Siyasetçi ve yazar Fikri Sağlar, anayasaya göre Erdoğan'ın üçüncü kez cumhurbaşkanı adayı olamayacağını vurguluyor. Ancak bu durumun tek istisnasının meclisin 360 oyla seçim kararı alması olduğunu söyleyen Sağlar, "Bu sayıya AK Parti ve MHP oyları yetmiyor. Buna rağmen YSK Erdoğan'ın adaylığını onaylarsa anayasa suçu işler, seçim meşru olmaz." şeklinde değerlendirdi.

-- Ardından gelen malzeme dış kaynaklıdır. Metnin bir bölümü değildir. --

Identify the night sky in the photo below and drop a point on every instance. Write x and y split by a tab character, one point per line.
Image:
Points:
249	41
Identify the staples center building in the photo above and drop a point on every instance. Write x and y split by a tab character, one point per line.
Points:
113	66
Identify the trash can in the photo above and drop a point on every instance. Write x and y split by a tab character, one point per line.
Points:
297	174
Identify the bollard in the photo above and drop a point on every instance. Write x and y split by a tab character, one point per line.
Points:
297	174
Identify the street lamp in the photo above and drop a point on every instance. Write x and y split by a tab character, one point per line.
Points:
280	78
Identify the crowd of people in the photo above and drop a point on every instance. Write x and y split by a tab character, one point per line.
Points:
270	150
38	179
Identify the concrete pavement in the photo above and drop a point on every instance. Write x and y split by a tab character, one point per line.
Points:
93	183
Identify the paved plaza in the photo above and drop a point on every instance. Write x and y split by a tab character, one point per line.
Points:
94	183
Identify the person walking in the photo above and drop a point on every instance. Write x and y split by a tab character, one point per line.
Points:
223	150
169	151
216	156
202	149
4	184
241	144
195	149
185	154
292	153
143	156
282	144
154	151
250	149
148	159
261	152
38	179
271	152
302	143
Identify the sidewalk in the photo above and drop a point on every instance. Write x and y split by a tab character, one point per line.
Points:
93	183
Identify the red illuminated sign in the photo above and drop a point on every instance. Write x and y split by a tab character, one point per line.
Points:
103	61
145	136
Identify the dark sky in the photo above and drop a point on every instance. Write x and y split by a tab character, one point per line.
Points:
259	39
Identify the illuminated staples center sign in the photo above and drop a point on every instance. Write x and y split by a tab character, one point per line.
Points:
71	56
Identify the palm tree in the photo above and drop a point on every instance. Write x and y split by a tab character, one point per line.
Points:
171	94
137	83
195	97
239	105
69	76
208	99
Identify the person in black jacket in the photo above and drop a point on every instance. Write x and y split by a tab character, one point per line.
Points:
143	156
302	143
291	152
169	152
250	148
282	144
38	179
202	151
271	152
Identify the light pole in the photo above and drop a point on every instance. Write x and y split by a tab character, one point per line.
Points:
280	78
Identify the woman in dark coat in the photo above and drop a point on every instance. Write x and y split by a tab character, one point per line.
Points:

Gazeteci Ruşen Çakır Erdoğan'ın adaylığını ilan etmesini, Kılıçdaroğlu'na karşı “artık pes etmek” olarak görüyor. "Aleni açıklama yapmayı geciktirmesi Erdoğan’ın güçsüzlüğünü değil, hâlâ 'oyun kurucu' olabileceğini, yeri ve zamanı sadece kendisinin belirleyebileceğini gösteriyordu." diyen Çakır, şu cümleleri kuruyor: "Nihayet Erdoğan cevap vermek zorunda kaldı. Şu cümleler onun: 'Ha bire 'Cumhur İttifakı'nın adayı belli olsun' diyor. İşte söylüyorum, Cumhur İttifakı'nın Cumhurbaşkanı adayı Recep Tayyip Erdoğan.' milletten ziyade ilk olarak Kılıçdaroğlu'na duyurması Erdoğan'ın epey güç kaybettiğine delalet ediyor."  

Millet ittifakında aday kim olacak?

Millet İttifakı'nın cumhurbaşkanlığı seçimi nedeniyle aday olacak isimler arasında uzun zamandır CHP lideri Kemal Kılıçdaroğlu, İstanbul Büyükşehir Belediye Başkanı Ekrem İmamoğlu ve Ankara Büyükşehir Belediye Başkanı 

Mansur Yavaş’ın ismi konuşuluyor. Günbegün tartışılsa da özellikle CHP lideri Kılıçdaroğlu'nun adaylığı son dönemde öne çıkıyor. 

Gazeteci Levent Gültekin ise "Kılıçdaroğlu aday olursa…" başlıklı yazısında bu konuda açıklamalarda bulunuyor. Gültekin bazı kişilerin, Kılıçdaroğlu'nun mezhebi nedeniyle aday olmasını "risk oluşturmak" olarak yorumladığını fakat bunu "Alevi biri cumhurbaşkanı olamaz" düşüncesinden ziyade bu düşüncenin yaratacağı yıkımdan kaçınmak ve durumu riske atmamak için uyarıda bulunulduğunu belirtiyor. Gültekin ayrıca "İktidarın seçimi bir mezhep yarışına dönüştürmesinin toplumda bir karşılığı olmaz" diyenlerin de bulunduğuna dikkat çekerek "Umarım yoktur, umarım Türkiye bu hastalıklı anlayıştan bir an önce kurtulur." diyor. 

Şu an mevcut sistem ne yazık ki demokratik bir sistem değil ve hukukun metodolojiye uygun bir şekilde yorumlanıp uygulanmasına ortam hazırlamıyor. Yine bu şekilde uyuşmazlıklar konusunda da karar verecek olan merciler tamamıyla yürütmenin kontrolünde. Bu nedenle yalnızca bir hukuk sorunsalı olarak ele almaya çalışırsak açık ve net bir değerlendirme yapamayız. İşte tam da bu nedenle Erdoğan’ın adaylığı imkansızdır demek zor. Şayet ortada bir hukuk yoksa neyi nasıl yorumlayacağımızı bilmemiz ve sonrasında da unutmamamız gerekiyor.

Diğer yandan Yavaş ve İmamoğlu'nun da adaylık için ısrarla isimlerinin geçtiğini unutmayalım. Millet İttifakı’nın altı partinin ittifakıyla ortak aday belirleyip belirlemeyeceği de ciddi bir soru işareti. Benim düşüncem adayın son ana kadar açıklanmayacağı ve Kılıçdaroğlu'nun, ismini bilerek öne koyduğu yönünde. Bu süre içerisinde de aday belirleme faaliyetlerindeki mekanizma, anketlerin durumu ve açıklama takviminin konuşulmasını bekliyorum.